As mentioned above, pink combined with black or purple is commonly associated with eroticism and seduction.

  • In the street slang, pink sometimes refers to the vagina.
  • In Russian, pink ( ??????? , rozovyj ) is used to refer to lesbians, and light blue ( ???? ??? , goluboj ) refers to gay men.
  • In Japan, the low budget genre, erotic cinema is referred to as pink movie ( ????? , Pinku Eiga ) .

Politics

  • Pink, being a dilute red, is sometimes used in a condescending way to describe someone with a mild communist or socialist belief (see Pinko).
  • The term little pink (???) is used to describe the young nationalists on the internet in China.
  • The term is sometimes used to refer to the overthrow of President Askar Akayev and his administration in the Central Asian republic of Kyrgyzstan after the parliamentary elections of 27 February and 13 March 2005, although more often called Tulip Revolution .
  • Feminist feminist party Feminist Initiative uses pink as their color.
  • Code Pink is an American women's anti-globalization and anti-war group founded in 2002 by activist Medea Benjamin. The group has harassed Congressional hearings and denounced President Obama in his public speech.
  • It is a common practice to color the British pink color on the map.

Social movements

Pink is often used as a symbolic color by groups involved in issues important to women, and lesbian, gay, bisexual and transgender.

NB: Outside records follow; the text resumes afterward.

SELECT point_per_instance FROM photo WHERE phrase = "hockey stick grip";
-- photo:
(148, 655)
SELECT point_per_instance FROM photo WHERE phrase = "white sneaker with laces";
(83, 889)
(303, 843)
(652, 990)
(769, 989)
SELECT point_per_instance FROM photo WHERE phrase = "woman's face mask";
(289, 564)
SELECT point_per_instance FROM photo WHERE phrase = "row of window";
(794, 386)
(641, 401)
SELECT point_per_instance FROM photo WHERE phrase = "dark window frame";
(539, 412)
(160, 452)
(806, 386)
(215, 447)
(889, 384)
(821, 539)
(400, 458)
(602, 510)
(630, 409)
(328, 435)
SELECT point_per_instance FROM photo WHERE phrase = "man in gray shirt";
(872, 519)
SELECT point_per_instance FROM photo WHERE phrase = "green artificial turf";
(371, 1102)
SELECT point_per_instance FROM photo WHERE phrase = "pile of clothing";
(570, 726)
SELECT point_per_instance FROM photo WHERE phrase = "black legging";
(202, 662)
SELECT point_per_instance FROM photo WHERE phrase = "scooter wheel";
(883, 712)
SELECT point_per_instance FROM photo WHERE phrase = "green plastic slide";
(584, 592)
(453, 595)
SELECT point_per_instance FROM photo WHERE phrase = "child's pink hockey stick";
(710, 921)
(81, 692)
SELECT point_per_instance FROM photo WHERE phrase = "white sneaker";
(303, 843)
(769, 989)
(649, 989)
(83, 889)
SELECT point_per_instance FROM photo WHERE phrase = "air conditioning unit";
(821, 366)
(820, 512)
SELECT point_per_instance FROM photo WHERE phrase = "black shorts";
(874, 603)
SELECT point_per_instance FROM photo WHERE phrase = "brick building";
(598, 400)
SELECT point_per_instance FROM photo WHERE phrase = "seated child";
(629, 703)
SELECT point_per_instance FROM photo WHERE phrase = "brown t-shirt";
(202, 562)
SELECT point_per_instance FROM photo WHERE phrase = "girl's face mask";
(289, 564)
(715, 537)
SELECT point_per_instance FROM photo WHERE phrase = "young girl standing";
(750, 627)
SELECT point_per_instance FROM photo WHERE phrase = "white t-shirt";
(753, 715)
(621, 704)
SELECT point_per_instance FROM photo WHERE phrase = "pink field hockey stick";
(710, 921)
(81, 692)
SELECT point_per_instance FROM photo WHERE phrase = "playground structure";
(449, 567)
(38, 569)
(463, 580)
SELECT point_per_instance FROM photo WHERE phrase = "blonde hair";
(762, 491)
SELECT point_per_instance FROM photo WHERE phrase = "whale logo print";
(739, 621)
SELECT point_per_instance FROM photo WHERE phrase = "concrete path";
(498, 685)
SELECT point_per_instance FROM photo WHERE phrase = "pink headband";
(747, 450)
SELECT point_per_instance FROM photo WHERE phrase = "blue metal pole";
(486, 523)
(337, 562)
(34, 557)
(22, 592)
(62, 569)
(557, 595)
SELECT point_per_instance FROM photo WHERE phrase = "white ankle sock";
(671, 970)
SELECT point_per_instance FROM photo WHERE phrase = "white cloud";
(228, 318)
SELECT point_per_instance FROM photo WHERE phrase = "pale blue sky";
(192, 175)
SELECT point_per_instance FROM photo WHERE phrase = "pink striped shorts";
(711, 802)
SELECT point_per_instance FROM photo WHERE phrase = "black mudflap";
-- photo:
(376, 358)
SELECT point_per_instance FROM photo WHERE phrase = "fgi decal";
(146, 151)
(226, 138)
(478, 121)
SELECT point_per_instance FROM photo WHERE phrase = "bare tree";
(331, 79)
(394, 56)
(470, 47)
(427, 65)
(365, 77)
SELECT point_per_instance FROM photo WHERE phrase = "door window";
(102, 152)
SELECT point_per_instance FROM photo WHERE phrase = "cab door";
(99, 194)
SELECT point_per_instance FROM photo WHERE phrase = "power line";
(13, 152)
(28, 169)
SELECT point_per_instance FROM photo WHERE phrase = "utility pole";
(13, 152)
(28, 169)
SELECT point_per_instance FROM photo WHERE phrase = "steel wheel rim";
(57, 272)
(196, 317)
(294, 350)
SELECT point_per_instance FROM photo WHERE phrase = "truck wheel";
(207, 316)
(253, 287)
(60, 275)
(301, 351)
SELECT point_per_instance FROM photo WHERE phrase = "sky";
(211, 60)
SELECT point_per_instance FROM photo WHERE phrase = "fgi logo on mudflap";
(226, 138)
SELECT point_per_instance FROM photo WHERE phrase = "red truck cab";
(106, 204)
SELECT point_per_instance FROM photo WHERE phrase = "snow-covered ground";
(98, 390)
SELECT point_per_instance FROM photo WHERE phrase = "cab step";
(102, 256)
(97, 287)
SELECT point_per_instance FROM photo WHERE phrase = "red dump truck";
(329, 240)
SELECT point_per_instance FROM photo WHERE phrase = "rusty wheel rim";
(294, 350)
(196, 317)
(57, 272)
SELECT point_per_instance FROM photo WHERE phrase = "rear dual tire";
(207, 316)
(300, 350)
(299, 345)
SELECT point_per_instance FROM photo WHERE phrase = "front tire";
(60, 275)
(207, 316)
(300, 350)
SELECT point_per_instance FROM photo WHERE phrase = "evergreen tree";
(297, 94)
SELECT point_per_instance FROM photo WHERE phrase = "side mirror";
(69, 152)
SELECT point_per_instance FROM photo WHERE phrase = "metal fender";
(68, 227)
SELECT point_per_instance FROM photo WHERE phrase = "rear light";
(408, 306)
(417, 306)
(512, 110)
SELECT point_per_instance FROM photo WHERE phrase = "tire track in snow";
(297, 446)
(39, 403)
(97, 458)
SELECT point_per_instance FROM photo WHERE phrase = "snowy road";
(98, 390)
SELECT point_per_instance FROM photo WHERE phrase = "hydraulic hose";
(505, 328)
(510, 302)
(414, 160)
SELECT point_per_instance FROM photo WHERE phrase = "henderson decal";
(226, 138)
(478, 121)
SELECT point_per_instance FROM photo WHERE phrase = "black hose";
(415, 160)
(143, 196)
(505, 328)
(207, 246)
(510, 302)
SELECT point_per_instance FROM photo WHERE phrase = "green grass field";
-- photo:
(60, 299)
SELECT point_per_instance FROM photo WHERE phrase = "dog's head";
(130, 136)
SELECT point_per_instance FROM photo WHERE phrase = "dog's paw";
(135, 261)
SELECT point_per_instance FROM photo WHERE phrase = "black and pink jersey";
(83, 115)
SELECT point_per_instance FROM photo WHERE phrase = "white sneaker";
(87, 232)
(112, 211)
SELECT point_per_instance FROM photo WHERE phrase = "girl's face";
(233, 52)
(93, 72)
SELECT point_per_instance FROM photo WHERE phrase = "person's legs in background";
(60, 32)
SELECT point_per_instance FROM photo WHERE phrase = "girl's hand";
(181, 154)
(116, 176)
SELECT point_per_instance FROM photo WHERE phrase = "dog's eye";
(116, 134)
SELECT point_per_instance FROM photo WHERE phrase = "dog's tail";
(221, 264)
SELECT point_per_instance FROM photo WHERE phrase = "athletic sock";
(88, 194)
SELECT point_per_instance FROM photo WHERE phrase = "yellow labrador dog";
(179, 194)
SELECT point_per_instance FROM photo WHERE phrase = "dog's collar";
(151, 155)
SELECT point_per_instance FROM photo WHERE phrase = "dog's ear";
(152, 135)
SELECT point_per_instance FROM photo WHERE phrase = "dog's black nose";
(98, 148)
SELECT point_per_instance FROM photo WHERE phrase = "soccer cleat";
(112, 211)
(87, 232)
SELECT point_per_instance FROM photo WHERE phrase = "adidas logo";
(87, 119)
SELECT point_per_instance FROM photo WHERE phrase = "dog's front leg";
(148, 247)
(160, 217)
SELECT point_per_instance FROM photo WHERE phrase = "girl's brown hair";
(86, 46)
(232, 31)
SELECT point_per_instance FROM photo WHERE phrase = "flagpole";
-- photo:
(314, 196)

  • A Dutch newsgroup about homosexuality is called nl.roze ( roze being the Dutch word for pink), while in the UK, Pink News is a gay newspaper and online news services. There is a magazine called Pink for lesbian, gay, bisexual and transgender (LGBT) communities that have different editions for different metropolitan areas. In France Pink TV is an LGBT cable channel.
  • In Ireland, the support group for Ireland Pink Adoption defines the pink family as a relatively neutral umbrella term for single gays, single lesbians, or same-sex couples who intend to adopt, are in the process of adopting, or have been adopted. It also includes adults born/raised in such families. This group welcomes input from others who are touched by adoption, especially people who are adopted as children and are now adults.
  • Pinkstinks, a campaign founded in London in May 2008 to raise awareness about what they claim to be the damage caused by gender stereotypes in children.
  • The Pink Pistols is a gay rights organization.
  • The pink ribbon is an international symbol of breast cancer awareness. Pink is chosen in part because it is closely related to femininity.

Academic attire

  • In the French academic dress system, the five traditional subjects (Art, Science, Medicine, Law and Divinity) are each represented by a distinctive color, appearing in the academic attire of the people who graduate in this field. Redcurrant, a very red pink color, is a distinctive color for medicine (and other fields related to health) fr: Groseille (couleur).

Heraldry

The word pink is not used for any tincture (color) in the emblem, but there are two unusual tincture which are both close to the pink color:

  • The heraldic color of roses is a modern innovation, mostly used in the Korean emblem, depicting a reddish pink color like the so-called rose color.
  • In the French emblem, carnation colors are sometimes used, according to the color of Caucasian white skin. It can also be seen as a pink color but is usually depicted slightly more brownish than a tinged rose.

Calendar

  • In Thailand, pink is associated with a Tuesday on the Thai sun calendar. Anyone can wear pink on a Tuesday, and anyone born on a Tuesday can use pink as their color.

Press

Pink is used for newsprints from several important newspapers devoted to business and sports, and the colors are also linked to the press aimed at the gay community.